What is your source for glycopyrrolate? It was very hard to get, then was on back order, now the price has skyrocketed. Do you get it compounded?

Megan Brashear's picture

Stephanie, glyco has been an adventure to get a hold of. As of TODAY, Henry Schein has a small supply, and Nationwide Medical Surgical (human supply company) has some. The price has gone up significantly but for us, doing as much anesthesia as we do here, it's been worth it and we just have to pass the price on to the owners. Don't forget to check human medical suppliers, they are often willing to sell small amounts of supply to veterinary hospitals. Good luck!

Niki Purcell's picture

What is the best way to remove an airway obstruction from an ET tube (ie mucus plug, etc.)?
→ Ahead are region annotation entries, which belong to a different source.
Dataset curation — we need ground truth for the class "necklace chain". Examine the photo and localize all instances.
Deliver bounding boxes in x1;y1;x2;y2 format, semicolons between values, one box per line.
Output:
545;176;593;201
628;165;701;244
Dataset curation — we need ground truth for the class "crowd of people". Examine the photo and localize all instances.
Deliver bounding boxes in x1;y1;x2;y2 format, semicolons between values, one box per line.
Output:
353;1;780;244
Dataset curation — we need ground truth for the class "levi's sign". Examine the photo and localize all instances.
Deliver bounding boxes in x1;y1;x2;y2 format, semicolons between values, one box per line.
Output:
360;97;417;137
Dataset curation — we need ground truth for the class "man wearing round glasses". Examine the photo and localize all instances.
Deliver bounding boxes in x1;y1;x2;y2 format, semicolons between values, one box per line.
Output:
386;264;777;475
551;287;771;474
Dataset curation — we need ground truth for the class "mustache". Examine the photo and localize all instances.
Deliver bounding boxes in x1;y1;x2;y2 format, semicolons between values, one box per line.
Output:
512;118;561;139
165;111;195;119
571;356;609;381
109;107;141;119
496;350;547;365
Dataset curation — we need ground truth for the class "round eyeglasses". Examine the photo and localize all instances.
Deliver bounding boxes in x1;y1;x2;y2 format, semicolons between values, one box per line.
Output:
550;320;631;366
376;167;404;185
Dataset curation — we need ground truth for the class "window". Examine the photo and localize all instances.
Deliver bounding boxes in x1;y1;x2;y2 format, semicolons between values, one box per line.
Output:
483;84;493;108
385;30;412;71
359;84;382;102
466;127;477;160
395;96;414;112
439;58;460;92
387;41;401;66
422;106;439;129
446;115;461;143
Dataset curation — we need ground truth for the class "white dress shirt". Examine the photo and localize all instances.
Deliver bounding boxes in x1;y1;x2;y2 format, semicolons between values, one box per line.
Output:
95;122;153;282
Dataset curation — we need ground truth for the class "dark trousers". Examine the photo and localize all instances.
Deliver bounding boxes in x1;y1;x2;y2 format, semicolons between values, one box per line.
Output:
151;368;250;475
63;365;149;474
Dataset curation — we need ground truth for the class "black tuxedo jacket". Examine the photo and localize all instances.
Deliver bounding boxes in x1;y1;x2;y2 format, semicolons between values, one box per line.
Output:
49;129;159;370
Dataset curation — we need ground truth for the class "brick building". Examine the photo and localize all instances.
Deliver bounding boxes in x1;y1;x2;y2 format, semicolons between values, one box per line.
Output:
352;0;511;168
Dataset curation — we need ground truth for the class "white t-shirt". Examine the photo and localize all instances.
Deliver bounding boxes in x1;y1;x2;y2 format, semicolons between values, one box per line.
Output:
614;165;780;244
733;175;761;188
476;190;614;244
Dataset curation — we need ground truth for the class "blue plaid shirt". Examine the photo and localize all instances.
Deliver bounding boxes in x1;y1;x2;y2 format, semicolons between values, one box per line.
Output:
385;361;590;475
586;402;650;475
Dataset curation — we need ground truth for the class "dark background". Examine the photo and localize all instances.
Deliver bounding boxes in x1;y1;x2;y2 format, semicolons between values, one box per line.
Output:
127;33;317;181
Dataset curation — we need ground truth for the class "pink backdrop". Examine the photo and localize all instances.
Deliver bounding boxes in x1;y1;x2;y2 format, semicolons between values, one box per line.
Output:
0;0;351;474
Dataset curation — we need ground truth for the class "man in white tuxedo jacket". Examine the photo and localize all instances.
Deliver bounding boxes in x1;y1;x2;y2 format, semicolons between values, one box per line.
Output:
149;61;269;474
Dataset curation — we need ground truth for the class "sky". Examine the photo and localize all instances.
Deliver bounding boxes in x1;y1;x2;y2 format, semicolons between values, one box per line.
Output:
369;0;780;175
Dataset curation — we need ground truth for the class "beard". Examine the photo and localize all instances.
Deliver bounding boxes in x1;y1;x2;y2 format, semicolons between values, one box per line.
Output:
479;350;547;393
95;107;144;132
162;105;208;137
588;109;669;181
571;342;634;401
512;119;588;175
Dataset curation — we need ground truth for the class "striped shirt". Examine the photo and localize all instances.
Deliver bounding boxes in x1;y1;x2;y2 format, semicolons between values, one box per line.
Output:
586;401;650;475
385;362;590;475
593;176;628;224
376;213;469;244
I sometimes have good luck using bulb syringes, but it's more difficult on larger patients.

Megan Brashear's picture

Hi Niki, if there is a true mucus plug obstructing the ET tube the best action is to re-intubate with a clean tube. Mucus plugs are usually pretty thick and sticky and the time spent trying to clear them is better spent getting a new tube in there. Also be sure to check the placement of the tube - it may be possible to deflate the cuff and pull out or push in the tube a small amount to see if that helps. Fluid can be suctioned or dumped out depending on what's happening with the patient but only if it is relatively thin.